TOPIC 03 — AUTOMATION
Toil Reduction
Toil is the tax manual work levies on every growing system. SRE's rule: measure it, cap it, and engineer it out of existence.
The six signatures of toil
Google's definition gives toil six identifying traits. The more boxes a task ticks, the more toil-like it is:
| Trait | The test |
|---|---|
| Manual | A human has to run the script, click the button, type the command. |
| Repetitive | You've done it before. You'll do it again. |
| Automatable | A machine could do it as well as you. No human judgment genuinely required. |
| Tactical | Reactive and interrupt-driven, not strategy-driven. |
| No enduring value | The service is in the same state after you finish. Nothing improved. |
| Scales with growth | 2× users → 2× the work.

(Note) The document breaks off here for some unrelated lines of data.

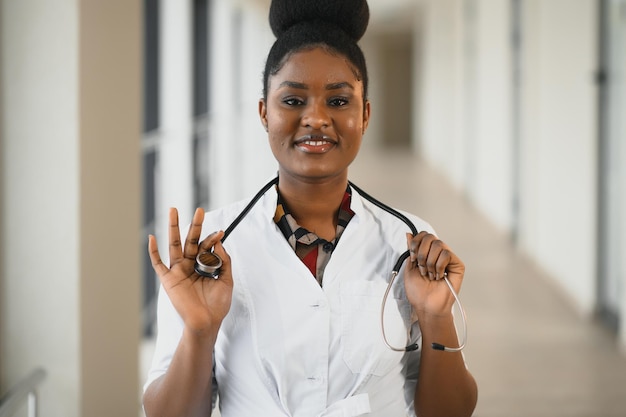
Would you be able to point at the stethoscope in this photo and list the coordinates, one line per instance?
(208, 265)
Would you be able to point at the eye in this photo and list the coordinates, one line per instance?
(293, 101)
(338, 102)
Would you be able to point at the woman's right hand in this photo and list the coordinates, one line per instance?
(201, 302)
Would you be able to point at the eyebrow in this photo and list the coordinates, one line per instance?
(329, 87)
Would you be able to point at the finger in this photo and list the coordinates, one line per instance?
(434, 263)
(445, 256)
(193, 235)
(176, 250)
(157, 264)
(423, 251)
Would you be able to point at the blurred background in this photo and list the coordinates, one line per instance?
(502, 122)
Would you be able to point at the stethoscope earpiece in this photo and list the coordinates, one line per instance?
(208, 265)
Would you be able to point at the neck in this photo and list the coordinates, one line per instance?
(314, 205)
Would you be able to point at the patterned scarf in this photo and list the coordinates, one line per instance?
(311, 249)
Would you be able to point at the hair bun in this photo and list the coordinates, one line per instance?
(350, 15)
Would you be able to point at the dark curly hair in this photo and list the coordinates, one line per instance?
(336, 25)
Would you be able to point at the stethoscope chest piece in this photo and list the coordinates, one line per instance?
(208, 265)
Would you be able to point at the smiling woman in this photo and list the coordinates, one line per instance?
(291, 324)
(315, 119)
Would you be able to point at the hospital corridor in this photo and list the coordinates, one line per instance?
(499, 122)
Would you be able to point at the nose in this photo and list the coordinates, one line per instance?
(316, 115)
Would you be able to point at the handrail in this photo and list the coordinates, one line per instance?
(25, 389)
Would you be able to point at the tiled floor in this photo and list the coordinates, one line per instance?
(530, 353)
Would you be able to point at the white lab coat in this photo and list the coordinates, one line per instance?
(289, 347)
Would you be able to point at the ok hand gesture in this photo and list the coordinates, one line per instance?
(201, 302)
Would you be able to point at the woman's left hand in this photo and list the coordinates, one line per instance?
(426, 289)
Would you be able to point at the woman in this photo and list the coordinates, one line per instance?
(292, 325)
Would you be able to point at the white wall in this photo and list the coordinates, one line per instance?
(559, 193)
(41, 199)
(467, 82)
(70, 223)
(239, 153)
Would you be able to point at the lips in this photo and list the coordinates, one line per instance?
(315, 143)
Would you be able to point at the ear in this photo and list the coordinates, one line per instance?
(367, 109)
(263, 113)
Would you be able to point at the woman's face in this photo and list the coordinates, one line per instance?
(315, 115)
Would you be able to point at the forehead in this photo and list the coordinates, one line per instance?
(316, 66)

The killer trait. |
Manually restarting a stuck worker every morning: toil. Writing the health-check that restarts it automatically: engineering. Attending the weekly planning meeting: neither — that's overhead.
Why the 50% cap exists
Without a cap, toil obeys a grim ratchet: growth creates toil, toil consumes engineering time, less engineering means more toil per unit of growth. Follow that loop far enough and your “engineering” team is an ops team with a fancy title — and your best people quit, because career growth built on repetitive tickets is no growth at all.
The 50% number is a ceiling, not a target. It guarantees each SRE spends at least half their time on work that permanently reduces future toil: automation, better tooling, and pushing fixes upstream into the service itself.

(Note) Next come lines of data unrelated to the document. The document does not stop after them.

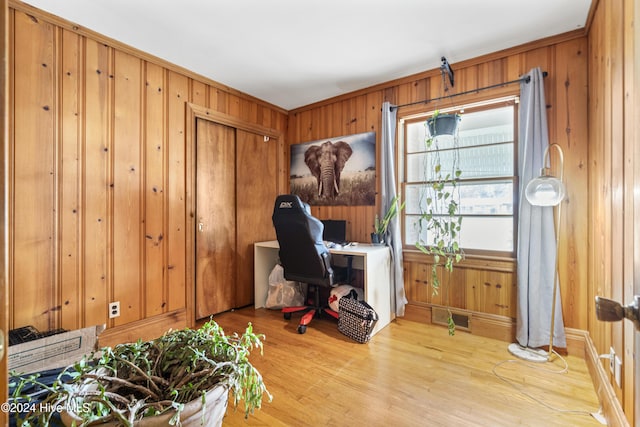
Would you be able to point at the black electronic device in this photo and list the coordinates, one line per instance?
(335, 231)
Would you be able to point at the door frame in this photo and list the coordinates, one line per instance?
(195, 112)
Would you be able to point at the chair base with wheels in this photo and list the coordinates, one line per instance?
(309, 311)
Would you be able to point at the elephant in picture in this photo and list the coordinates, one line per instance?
(326, 162)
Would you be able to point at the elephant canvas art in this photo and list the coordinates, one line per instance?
(336, 171)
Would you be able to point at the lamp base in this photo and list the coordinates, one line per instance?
(528, 354)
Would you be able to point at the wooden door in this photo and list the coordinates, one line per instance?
(215, 233)
(256, 183)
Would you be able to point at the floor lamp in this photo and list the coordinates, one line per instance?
(546, 190)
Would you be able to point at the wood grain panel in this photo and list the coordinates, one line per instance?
(127, 191)
(155, 287)
(571, 135)
(492, 292)
(256, 168)
(34, 294)
(178, 219)
(100, 188)
(4, 196)
(69, 185)
(96, 183)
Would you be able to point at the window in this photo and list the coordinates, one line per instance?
(488, 185)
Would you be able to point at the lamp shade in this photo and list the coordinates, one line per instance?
(545, 191)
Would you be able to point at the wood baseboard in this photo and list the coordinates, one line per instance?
(145, 329)
(610, 404)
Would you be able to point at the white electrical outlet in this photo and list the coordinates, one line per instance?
(618, 371)
(114, 309)
(612, 360)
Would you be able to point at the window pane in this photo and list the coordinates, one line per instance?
(488, 198)
(484, 152)
(489, 233)
(487, 161)
(486, 233)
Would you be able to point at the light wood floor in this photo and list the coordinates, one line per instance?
(408, 374)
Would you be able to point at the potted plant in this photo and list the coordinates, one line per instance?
(380, 225)
(440, 208)
(443, 124)
(182, 378)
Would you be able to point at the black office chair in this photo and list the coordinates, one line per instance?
(303, 254)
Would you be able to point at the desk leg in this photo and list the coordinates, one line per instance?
(264, 261)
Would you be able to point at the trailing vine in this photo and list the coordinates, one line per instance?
(440, 221)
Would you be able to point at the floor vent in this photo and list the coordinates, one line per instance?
(462, 320)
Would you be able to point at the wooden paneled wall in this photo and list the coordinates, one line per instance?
(99, 185)
(485, 285)
(614, 180)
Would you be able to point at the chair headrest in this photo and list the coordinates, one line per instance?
(290, 204)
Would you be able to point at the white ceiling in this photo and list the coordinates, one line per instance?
(295, 52)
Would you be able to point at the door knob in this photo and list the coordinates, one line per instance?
(610, 311)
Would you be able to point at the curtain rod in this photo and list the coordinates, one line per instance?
(526, 79)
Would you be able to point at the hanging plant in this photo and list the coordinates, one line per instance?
(443, 124)
(440, 221)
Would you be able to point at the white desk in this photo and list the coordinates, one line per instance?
(375, 261)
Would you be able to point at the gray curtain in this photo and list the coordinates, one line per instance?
(536, 231)
(388, 192)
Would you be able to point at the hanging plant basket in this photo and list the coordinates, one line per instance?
(443, 124)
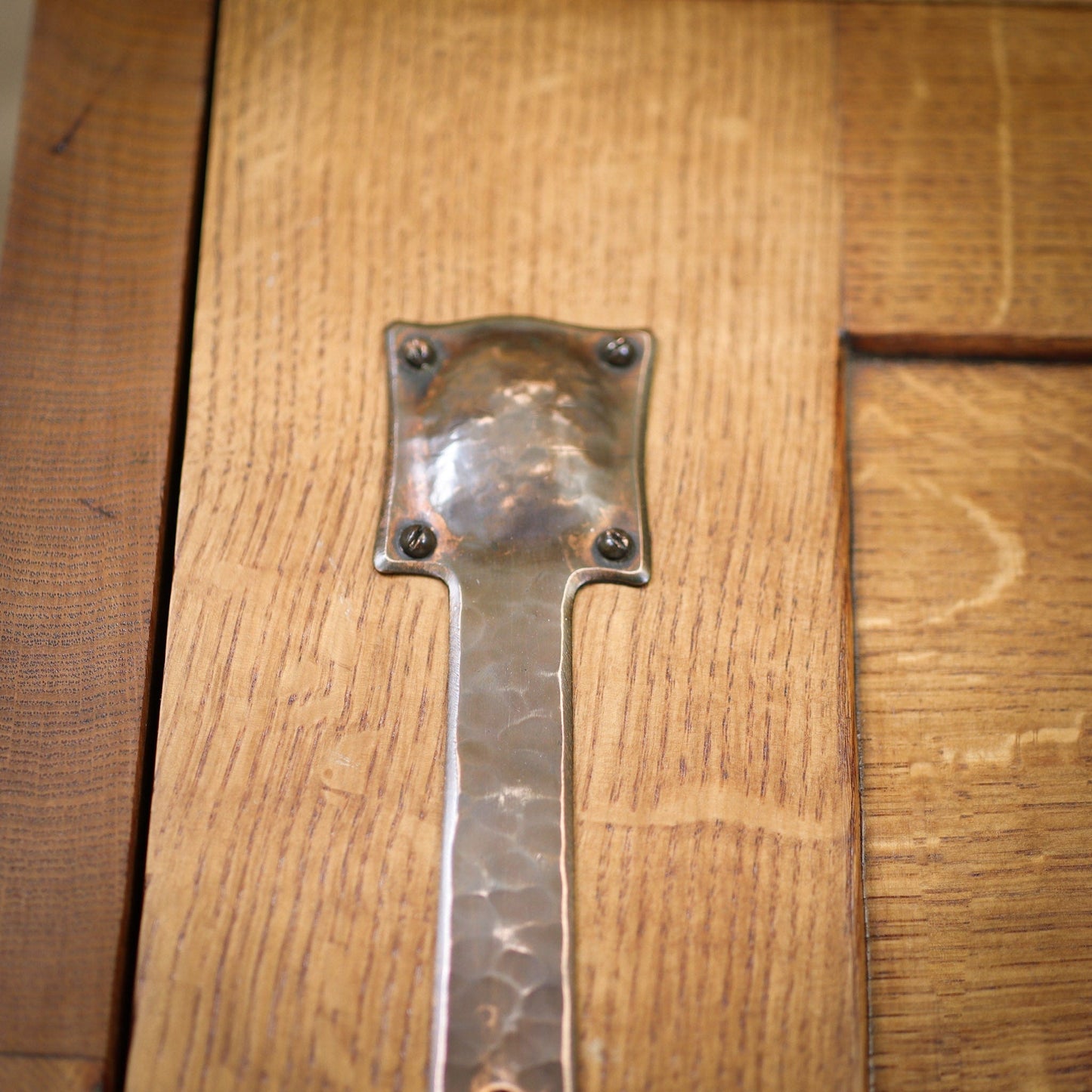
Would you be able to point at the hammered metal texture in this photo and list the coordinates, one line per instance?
(518, 444)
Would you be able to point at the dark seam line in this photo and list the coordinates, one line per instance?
(161, 606)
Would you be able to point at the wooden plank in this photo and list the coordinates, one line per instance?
(662, 164)
(967, 151)
(92, 292)
(972, 507)
(31, 1074)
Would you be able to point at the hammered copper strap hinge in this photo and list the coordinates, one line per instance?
(515, 478)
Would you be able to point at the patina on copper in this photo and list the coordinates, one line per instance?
(515, 478)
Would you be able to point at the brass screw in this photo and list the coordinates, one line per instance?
(419, 352)
(615, 544)
(417, 540)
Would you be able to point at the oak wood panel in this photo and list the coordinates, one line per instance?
(92, 294)
(967, 151)
(669, 165)
(29, 1074)
(972, 506)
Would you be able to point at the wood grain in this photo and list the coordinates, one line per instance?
(29, 1074)
(91, 321)
(967, 156)
(667, 165)
(972, 506)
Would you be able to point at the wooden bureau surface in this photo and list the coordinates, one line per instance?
(749, 181)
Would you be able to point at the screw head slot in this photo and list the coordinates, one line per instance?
(615, 544)
(417, 540)
(419, 352)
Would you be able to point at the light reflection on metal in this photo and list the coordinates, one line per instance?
(515, 478)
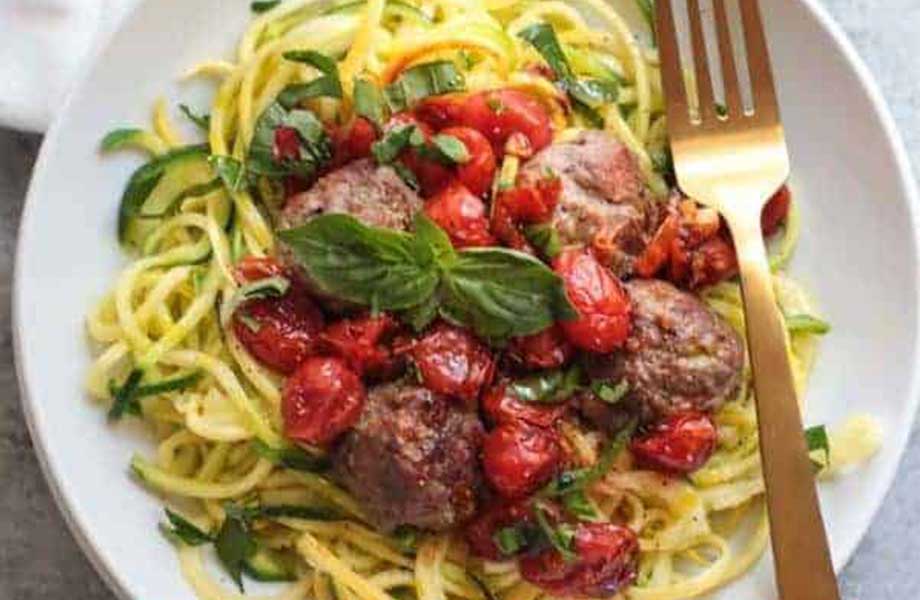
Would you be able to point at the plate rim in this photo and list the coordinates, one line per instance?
(81, 530)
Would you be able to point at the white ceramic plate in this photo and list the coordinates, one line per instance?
(859, 253)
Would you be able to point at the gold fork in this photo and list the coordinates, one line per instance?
(734, 160)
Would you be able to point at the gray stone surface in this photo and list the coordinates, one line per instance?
(40, 560)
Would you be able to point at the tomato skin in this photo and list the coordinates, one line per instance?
(679, 444)
(279, 332)
(606, 562)
(462, 215)
(600, 299)
(498, 114)
(453, 362)
(478, 172)
(548, 349)
(359, 341)
(321, 400)
(480, 530)
(354, 142)
(776, 211)
(500, 406)
(518, 458)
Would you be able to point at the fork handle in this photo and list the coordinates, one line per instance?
(800, 552)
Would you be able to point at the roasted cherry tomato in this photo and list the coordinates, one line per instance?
(681, 443)
(606, 561)
(529, 202)
(500, 113)
(711, 262)
(462, 215)
(518, 458)
(321, 400)
(361, 343)
(776, 211)
(432, 176)
(548, 349)
(658, 251)
(478, 172)
(600, 299)
(480, 532)
(452, 361)
(353, 142)
(500, 405)
(279, 332)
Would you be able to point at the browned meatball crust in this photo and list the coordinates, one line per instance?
(603, 193)
(680, 356)
(412, 459)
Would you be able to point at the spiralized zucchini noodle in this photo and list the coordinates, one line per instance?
(165, 353)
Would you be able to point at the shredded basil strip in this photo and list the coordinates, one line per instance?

The toil audit: an exercise you can run this week
- Log it. For two weeks, everyone tags time spent on operational work: what, how long, how often.
- Score it. For each recurring task: minutes per occurrence × occurrences per month = monthly cost.

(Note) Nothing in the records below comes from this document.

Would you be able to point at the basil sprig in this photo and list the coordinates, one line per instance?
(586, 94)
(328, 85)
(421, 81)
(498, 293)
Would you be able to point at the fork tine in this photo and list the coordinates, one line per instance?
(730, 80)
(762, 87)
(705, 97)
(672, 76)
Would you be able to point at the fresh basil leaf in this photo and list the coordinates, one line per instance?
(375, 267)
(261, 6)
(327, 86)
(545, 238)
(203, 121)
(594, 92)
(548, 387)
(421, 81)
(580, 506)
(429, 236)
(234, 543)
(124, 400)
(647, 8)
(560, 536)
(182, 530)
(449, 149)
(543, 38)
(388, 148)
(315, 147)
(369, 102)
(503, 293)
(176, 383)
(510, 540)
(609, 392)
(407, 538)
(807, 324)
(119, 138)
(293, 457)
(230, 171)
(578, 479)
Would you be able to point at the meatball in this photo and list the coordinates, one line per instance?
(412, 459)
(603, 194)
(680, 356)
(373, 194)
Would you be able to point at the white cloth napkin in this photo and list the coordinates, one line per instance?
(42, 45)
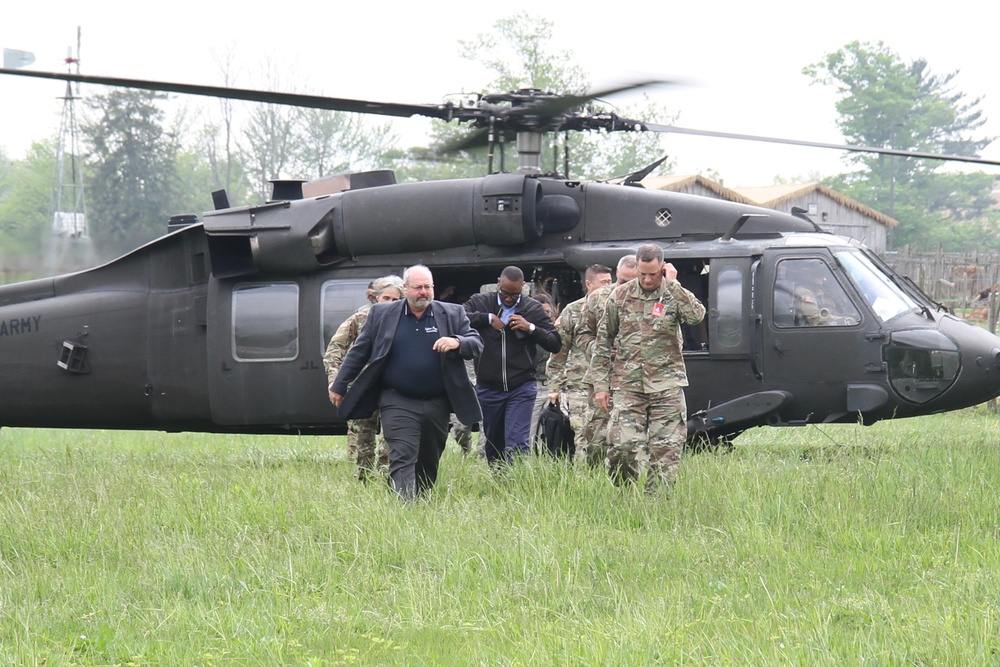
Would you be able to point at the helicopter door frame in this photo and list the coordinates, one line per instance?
(729, 307)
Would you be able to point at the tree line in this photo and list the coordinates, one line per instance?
(140, 167)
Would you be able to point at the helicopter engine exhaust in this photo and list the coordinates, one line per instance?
(309, 234)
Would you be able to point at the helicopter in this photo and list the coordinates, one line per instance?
(220, 325)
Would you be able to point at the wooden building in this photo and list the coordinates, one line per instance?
(832, 211)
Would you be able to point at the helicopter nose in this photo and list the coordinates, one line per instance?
(981, 352)
(990, 361)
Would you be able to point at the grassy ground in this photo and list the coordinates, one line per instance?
(817, 545)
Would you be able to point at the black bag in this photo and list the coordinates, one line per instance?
(553, 430)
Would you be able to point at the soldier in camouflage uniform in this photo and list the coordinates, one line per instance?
(362, 433)
(648, 422)
(568, 367)
(595, 432)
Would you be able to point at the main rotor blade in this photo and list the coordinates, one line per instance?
(556, 105)
(652, 127)
(443, 111)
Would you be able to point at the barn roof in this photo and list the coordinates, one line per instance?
(678, 182)
(774, 196)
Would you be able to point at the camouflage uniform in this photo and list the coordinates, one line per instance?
(567, 368)
(807, 310)
(595, 431)
(361, 433)
(648, 418)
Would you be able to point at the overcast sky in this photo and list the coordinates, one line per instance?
(745, 59)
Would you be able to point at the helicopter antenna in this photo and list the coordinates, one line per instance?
(70, 240)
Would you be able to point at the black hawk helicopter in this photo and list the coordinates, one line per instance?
(221, 324)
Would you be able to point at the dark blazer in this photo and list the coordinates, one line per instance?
(365, 361)
(509, 356)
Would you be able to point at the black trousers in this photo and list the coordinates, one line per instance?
(415, 431)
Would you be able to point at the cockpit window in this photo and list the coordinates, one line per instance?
(806, 294)
(884, 296)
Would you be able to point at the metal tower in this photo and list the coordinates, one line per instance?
(70, 246)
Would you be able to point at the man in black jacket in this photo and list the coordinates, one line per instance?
(408, 362)
(510, 325)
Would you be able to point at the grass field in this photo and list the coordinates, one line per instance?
(818, 545)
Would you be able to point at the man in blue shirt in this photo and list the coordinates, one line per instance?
(511, 325)
(409, 363)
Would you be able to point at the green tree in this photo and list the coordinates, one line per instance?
(885, 102)
(132, 174)
(25, 200)
(333, 142)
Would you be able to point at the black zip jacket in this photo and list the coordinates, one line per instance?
(508, 358)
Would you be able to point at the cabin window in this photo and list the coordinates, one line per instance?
(729, 302)
(339, 300)
(806, 294)
(266, 322)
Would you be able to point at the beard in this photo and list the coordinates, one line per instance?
(420, 302)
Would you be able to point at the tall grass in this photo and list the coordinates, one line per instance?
(816, 545)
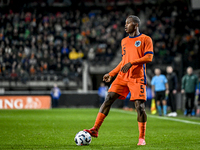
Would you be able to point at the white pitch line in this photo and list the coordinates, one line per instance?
(158, 117)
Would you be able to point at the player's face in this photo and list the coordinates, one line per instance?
(130, 26)
(189, 70)
(169, 69)
(157, 72)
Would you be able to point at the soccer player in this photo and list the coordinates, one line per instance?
(189, 84)
(160, 86)
(172, 82)
(137, 50)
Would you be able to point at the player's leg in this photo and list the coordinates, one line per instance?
(192, 104)
(164, 102)
(158, 98)
(186, 104)
(103, 112)
(141, 118)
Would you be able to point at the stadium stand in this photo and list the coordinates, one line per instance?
(48, 43)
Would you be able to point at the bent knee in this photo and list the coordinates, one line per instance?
(140, 107)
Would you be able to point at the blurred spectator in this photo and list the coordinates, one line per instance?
(160, 87)
(126, 102)
(172, 82)
(189, 84)
(55, 94)
(23, 76)
(149, 97)
(13, 76)
(102, 91)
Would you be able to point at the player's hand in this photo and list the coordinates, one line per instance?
(153, 95)
(107, 78)
(167, 92)
(174, 91)
(126, 67)
(197, 91)
(182, 91)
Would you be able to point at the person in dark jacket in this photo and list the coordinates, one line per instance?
(172, 82)
(55, 94)
(190, 86)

- Sort by cost. The top three items usually account for most of the pain.
- Compare cost vs automation effort. A task costing 10 hrs/month that takes 20 hrs to automate pays for itself in two months.
- Schedule the fix like a feature. Toil reduction that isn't on the roadmap doesn't happen.
The automation ladder
Not all automation is equal. Climb this ladder rung by rung:
- Document it — a runbook turns tribal knowledge into a repeatable procedure.
- Script it — the runbook becomes one command a human runs.
- Gate it — the system runs the script; a human approves.
- Automate it — the system detects the condition and fixes itself; humans read a log entry.
- Eliminate it — the best rung: change the design so the failure mode no longer exists.
Automation has failure modes of its own: a bad script does damage at machine speed, and skills atrophy when humans never practice the manual path. Automate the decision and the audit trail, and rehearse the manual fallback occasionally.
Common pitfalls
- Heroism. The engineer who “just handles it” every week is hiding a systemic problem and burning themselves out.
- Measuring nothing. If you don't track toil, the 50% cap is a vibe, not a policy.
- Automating the wrong layer — a beautiful script for a task that shouldn't exist at all.
- Counting on-call incident response as toil. It's operational load, tracked separately; conflating them muddies both numbers.